Geschichten sind etwas wunderschönes. Schon als Kind sass ich aufgeregt, mit großen Augen und voller Begeisterung, mit gespitzten Ohren vor dem Erzähler und lauschte fantasievollen und ausgefallenen Geschichten. Auch noch Jahre später ergreifen uns Reportagen wie die Geschichte von Ahmed und Alina, zwei geflüchteten Kindern aus Aleppo, die sich alleine in der Türkei durchschlagen. Der Leser wird mitgerissen und emotional berührt. Schockierend, wenn es sich bei dieser Reportage um Protagonisten handelt, die es so nie gegeben hat. Dieses traurige, herzzerreißende Märchen von Ahmed und Alina ist nahezu frei erfunden und stammt von dem nun ehemaligen Spiegel Journalist Claas Relotius.
Relotius, ein mehrfach ausgezeichneter Journalist, national hochgepriesen, nahm das Storytelling für seine Reportagen zu ernst. Der 33-jährige Journalist wurde vom eigenen Haus, dem Spiegel, aufgedeckt, denn eine erfundene Geschichte hat das Fass zum Überlaufen gebracht. Er soll mehrere Artikel komplett gefälscht, Protagonisten erfunden und viele weitere Unwahrheiten in seine Texte eingebaut haben, zudem besteht der Vorwurf er habe Spendengelder veruntreut. Nicht nur Artikel des Spiegel sind betroffen sondern auch für andere Printmedien hat Relotius geschrieben, wie beispielsweise ,,die Welt“.

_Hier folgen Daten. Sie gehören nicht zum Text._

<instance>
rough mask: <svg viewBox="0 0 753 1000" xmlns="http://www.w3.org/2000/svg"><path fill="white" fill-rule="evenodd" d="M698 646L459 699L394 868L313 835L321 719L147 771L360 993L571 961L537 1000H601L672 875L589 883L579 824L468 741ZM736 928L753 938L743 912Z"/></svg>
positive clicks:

Ein Skandal für das ohnehin schon zur Zielscheibe gewordene System Journalismus, der nicht leicht zu ignorieren ist. Seit einigen Jahren hagelt es heftige Kritik. Vorwürfe wie ,,Lügenpresse“, ,,Fake news“ und mehr sind leider zu geläufigen Begriffen geworden. Dabei hatten die aktuellsten Ergebnisse der Langzeitstudie für Medienvertrauen ein positives Bild gezeichnet, welches ein wieder wachsendes Vertrauen in den Journalismus aufzeigt.
Was treibt einen Journalisten aber nun dazu solch einen Vertrauensbruch zu begehen und die eigene Berufsethik so mit Füssen zu treten ?
,, Es ging nicht um das nächste große Ding. Es war die Angst vor dem Scheitern“. Und ,, mein Druck nicht scheitern zu dürfen, wurde immer größer, je erfolgreicher ich wurde“ – Claas Relotius
Ist dies wirklich ein Grund die Wahrheit so zu manipulieren und tausende von treuen Lesern so zu hintergehen ? Nein ist es eben nicht und aus diesem Grund geht der Spiegel in die Offensive und macht den Betrugsfall im hauptsächlich eigenen Haus zur Titelstory und schafft somit Transparenz.

Spiegel Cover zur Enthüllung
Mit der Titelstory ,, Sagen was ist“, gibt die Redaktion zahlreiche Infos um den Fall, als auch online, um die Öffentlichkeit dauerhaft über die neuesten Erkenntnisse im Fall Relotius auf dem Laufenden zu halten.
Der Schaden ist angerichtet. Viele Leser sind schockiert und verunsichert. Erneut gerät das Vertrauen in den Journalismus ins Wanken, doch die Langzeitstudie Mediennutzung und eine solche Transparenz wie der Spiegel sie nun betreibt, lassen die Hoffnung bestehen, dass Vertrauen doch noch aufrecht erhalten zu können.